Отец Николай облегченно поднялся, все начали хвалить Таню. Между тем запахло мясными щами, Евграф принес насадку пива, распечатал пару посудин. Иван Никитич встал, все затихли.
— За работу вам, люди добрые, спасибо, дай всем бог здоровья. Спасибо! Честь и место! — Он трижды поклонился, приглашая народ за стол, поклонился и Евграф, и Марья, и Аксинья. Люди, крестясь, заусаживались. Из пяти деревянных блюд в нос шибало горячими щами, за каждым блюдом оказалось по семь-восемь человек.
Акиндин Судейкин пересел сам, подмигнул кому-то, сделали небольшое перемещение, и Таня оказалась рядом с Носопырем. Не все сразу заметили это: уж очень вкусны были щи, а голод велик. Марья с Аксиньей не успевали доливать. Ложки стучали друг о дружку, люди прикрякивали. Последний раз бабы добавили в блюда и высыпали туда же крошеную говядину. После щей они подали горячий саламат: пареную овсяную крупу, щедро сдобренную топленым коровьим маслом. Но многие уже насытились и отодвинули ложки. В Жучковой компании хлебал один он: Нечаев, Новожилов и Володя Зырин уже сворачивали цигарки. Жучок старательно дохлебал саламат и хлебным мякишем начисто зачистил остатки. Он подал блюдо Николаю Ивановичу.
— На-ко, батюшка, дохлебай. Больно скусно.
Отец Николай, не заметив подвоха, взял блюдо.
— Ах ты, Жучок, едрена-мать… — Он бросился к обидчику через стол, но тот увернулся от преследования. — Ах ты бес криворотой, да я тебя.
— Остепенись, батюшка, еще кисель есть, — подал голос Акиндин, все зашумели.
— Я ему, бесу, саламат вытряхну, ей-богу!
— Не связывайся лучше!
— Нет, а слабо!
— Ничего тебе, Николай Иванович, с Брусковым не сделать.
— Оборет, это уж как пить дать!
— А где Судейкин-то?
— Да, да, ну-ко, Акиндин, спой, чего навыдумывал-то севодни.

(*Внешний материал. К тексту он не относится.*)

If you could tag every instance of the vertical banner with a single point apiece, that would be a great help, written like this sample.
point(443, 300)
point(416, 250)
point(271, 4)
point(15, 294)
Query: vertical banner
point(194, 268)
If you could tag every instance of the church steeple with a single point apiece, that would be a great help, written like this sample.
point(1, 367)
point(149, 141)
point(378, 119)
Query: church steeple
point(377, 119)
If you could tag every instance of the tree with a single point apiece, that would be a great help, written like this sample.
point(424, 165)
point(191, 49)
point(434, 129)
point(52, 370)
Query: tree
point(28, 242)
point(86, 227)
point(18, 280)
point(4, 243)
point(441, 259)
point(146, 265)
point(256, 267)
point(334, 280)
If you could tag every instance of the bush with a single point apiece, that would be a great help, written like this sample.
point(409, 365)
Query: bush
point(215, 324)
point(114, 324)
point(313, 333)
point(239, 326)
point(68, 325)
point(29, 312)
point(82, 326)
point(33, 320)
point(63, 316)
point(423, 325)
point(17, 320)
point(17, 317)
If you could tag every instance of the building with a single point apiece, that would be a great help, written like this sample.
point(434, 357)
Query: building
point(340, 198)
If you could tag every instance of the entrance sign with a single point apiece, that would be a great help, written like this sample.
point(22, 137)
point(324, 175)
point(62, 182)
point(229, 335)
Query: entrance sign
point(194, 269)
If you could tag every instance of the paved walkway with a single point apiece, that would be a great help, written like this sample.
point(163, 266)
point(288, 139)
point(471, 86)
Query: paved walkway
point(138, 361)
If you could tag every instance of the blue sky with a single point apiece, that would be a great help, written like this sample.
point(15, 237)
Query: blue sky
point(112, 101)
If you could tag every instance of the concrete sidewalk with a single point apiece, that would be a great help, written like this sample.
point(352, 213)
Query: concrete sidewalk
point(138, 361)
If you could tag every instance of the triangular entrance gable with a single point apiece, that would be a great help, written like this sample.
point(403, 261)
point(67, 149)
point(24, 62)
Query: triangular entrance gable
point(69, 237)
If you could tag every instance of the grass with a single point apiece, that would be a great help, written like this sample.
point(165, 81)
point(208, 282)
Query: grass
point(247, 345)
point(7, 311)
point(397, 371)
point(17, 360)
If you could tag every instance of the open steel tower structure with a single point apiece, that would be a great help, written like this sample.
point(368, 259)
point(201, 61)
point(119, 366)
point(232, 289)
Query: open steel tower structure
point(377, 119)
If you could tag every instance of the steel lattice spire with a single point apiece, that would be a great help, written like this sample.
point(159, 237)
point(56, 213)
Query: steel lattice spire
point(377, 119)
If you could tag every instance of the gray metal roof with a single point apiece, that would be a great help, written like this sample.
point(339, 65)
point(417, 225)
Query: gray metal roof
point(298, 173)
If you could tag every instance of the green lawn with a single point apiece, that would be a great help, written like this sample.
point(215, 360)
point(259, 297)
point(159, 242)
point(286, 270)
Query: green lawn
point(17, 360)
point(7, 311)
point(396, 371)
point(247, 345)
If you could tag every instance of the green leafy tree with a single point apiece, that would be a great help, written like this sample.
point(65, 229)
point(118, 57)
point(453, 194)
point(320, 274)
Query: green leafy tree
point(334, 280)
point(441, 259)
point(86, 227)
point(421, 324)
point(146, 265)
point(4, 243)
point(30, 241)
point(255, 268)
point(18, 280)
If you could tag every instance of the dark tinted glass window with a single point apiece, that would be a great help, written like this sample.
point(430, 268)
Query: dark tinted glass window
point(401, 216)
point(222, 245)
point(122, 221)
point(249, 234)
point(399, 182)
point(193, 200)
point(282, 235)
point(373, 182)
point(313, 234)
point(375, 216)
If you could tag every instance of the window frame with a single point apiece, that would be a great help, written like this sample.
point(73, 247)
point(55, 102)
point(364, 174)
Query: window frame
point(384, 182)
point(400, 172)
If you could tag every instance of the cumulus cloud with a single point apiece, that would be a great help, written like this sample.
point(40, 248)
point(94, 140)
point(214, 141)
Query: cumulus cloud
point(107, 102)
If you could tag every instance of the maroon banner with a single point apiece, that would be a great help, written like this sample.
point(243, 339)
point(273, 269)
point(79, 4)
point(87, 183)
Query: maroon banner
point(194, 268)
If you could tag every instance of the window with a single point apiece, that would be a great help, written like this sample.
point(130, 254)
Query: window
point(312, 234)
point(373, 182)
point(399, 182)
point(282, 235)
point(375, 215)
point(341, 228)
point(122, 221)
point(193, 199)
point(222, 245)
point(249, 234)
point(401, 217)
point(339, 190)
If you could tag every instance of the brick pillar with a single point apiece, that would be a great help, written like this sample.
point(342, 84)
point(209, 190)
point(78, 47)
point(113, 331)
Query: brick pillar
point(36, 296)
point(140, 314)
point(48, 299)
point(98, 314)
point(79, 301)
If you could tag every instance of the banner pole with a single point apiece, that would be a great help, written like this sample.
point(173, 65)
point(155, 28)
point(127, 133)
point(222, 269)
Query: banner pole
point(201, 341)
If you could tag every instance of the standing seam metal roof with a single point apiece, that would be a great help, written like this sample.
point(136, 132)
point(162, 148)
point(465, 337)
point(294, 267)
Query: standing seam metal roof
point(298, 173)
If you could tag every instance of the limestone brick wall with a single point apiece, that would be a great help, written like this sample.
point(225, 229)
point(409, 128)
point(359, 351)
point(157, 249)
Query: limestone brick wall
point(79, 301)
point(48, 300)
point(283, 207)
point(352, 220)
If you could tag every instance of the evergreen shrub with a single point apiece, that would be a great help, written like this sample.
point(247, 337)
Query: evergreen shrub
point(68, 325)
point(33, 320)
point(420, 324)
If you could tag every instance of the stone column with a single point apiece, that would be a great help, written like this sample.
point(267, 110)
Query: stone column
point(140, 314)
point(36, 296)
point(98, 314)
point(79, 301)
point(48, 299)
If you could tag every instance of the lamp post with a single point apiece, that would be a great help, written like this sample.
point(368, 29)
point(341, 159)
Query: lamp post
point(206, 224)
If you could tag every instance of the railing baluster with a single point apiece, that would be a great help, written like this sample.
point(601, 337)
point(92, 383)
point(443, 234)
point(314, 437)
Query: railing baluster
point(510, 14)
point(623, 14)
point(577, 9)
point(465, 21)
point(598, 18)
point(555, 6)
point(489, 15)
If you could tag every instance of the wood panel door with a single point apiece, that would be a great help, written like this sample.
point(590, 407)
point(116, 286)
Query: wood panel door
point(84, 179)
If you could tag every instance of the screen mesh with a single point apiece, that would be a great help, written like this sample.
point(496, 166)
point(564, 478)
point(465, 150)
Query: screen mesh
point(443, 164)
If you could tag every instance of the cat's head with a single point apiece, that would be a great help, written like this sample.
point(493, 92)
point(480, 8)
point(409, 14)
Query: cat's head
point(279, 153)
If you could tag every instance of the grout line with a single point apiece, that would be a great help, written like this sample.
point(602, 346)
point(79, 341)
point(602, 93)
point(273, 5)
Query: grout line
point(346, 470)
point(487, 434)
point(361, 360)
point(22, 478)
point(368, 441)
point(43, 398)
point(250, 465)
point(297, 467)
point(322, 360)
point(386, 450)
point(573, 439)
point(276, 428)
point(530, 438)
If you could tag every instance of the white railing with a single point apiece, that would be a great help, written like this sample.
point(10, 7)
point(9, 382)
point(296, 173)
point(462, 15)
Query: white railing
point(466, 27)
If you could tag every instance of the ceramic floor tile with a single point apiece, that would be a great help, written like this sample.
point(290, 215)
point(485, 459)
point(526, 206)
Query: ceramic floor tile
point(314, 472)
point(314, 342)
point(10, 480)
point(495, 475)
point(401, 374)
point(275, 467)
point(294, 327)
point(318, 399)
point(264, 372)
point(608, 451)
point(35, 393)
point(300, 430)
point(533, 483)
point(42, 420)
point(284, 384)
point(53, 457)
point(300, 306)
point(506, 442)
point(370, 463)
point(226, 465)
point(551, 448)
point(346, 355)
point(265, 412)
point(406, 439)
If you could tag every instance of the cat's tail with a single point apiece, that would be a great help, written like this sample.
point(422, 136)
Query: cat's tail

— Я к осине-то подъехал, гляжу — директива…
— Спой, Акиндин, послушаем.
Акиндин вылез из-за стола, ушел курить к порогу. Кисель с молоком хлебали уже всего человек десять, все давно были сыты.
— Царю да киселю места хватит, — приговаривал Кеша, хлебая на пару с отцом Николаем.
Евграф подошел к Акиндину Судейкину. Не желая, чтобы Акиндин пел, он завел с ним разговор, и Судейкин степенно присел на приступок.
— Да, Евграф да Анфимович, по нонешнему времю строить накладно. Я вон хлев начал рубить, да и то… Сколько дерев-то вывезли?
— Триста. Кабы топорики-то повострей, оно бы…
— Порядошно.
— Акиндин Ларивонович, топорами-то меняться уговаривались, — не отступал Евграф.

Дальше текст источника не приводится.